Golden Focaccia Genovese

When travelling to Liguria, in addition to the beautiful sea and warm sunshine, visitors will surely take notice of a ubiquitous treat enjoyed by locals as breakfast, an appetizer, or a snack throughout the day: focaccia. Though many varieties exist in Italy, the most traditional and delicious iteration of focaccia has its home in Liguria. Focaccia genovese, a golden flatbread with a fluffy center and a crisp crust, is considered to be the simplest variety of focaccia, but also the richest. Authentic focaccia genovese is one to two centimeters thick, is only seasoned with coarse salt and a generous amount of extra-virgin olive oil, and is covered with characteristic holes that serve as pockets to trap the delicious oil.

The historical origins of focaccia are quite ancient.
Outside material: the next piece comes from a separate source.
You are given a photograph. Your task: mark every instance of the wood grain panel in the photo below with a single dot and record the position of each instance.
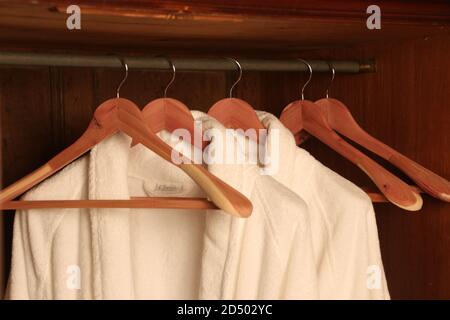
(404, 104)
(214, 26)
The Phoenicians, Carthaginians, and Greeks all used barley, rye, or millet flour to bake flatbreads over flames similar to the modern process of baking focaccia. The word focaccia itself derives from the Latin word focus, which means “hearth” and “fireplace”. In ancient Rome, focaccia was considered to be such a rich delicacy that is was often offered as a gift to the gods. During the Renaissance, focaccia was enjoyed with wine and other treats as part of wedding celebrations. Legend has it that since these celebrations occurred in church, focaccia eventually became a popular treat during funerals too. This tradition was quickly put to an end by a local bishop as it was deemed too joyous for such somber occasions. In addition, the portable, delicious flatbread was typically considered the food of travelers and fishermen up until modern times.

Though several regions in Italy produce their own variations of focaccia, the Liguria region is considered to be the traditional home of this tasty bread. Here, focaccia is accompanied by coffee for a typical Genoese breakfast or by a small glass of wine for a midmorning snack. In addition to the focaccia from Genoa, the cheese-filled focaccia di Recco is quite popular as well. This simple focaccia composed of very thin unleavened crust filled with fresh stracchino cheese that melts as the focaccia bakes in a wood oven. This type of focaccia is such a local delicacy that it was granted IGP status by the European Union, meaning that authentic focaccia di Recco can only be made in the town of Recco.
Traditionally, focaccia made in northern Italy was usually brushed with lard or butter during the baking process, while focaccia made in Liguria and in southern Italy was, and continues to be, brushed with extra-virgin olive oil. The exact date of the origin of focaccia genovese is not known, but the oldest historical document that mentions this delicious Ligurian flatbread dates back to the year 1229. Focaccia di Recco, on the other hand, dates back to the 12th century and it is believed that its origin coincided with the Crusades.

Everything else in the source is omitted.